Não temos nada disso, ou não nos preocupamos com isso. Será que conseguiremos controlar o mundo fantástico da tecnologia com o critério de um vago humanismo colorido por um hedonismo otimista e materialista?

A lucidez responde que não. Encontrar um imperativo ético é uma das urgências de uma sociedade sem referências, imersa na maior desordem contemporânea. Cumpre recordar as três grandes questões propostas por Kant em sua “Crítica da razão pura”: o que posso conhecer? O que devo fazer? O que tenho a esperar?

Perscrutar o pensamento de filósofos que propõem alternativas para a nau sem rumo da humanidade em guerra, pode ajudar a alguns. Mas não se negligencie a necessidade de um atuar prático, ainda que seja restrito aos pequenos círculos nos quais nos enclausulamos. Qual tem sido a nossa posição, diante dos atentados perpetrados contra o que já foi o maior patrimônio moral da humanidade?

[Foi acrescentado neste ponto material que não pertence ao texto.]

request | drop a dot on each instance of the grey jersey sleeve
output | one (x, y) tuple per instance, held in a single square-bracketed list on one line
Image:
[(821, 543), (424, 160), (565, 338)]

Vive-se num país de profundas desigualdades e de prática incessante da maior e mais cruel gama de injustiças. Praticar a virtude da justiça é o primeiro e, talvez, o mais importante passo que o indivíduo possa se propor. Justiça, verbete polissêmico, a designar o sistema estatal encarregado de solucionar conflitos, o que nem sempre consegue. A experiência brasileira é a de que decisão judicial encerra a lide. Não elimina o conflito.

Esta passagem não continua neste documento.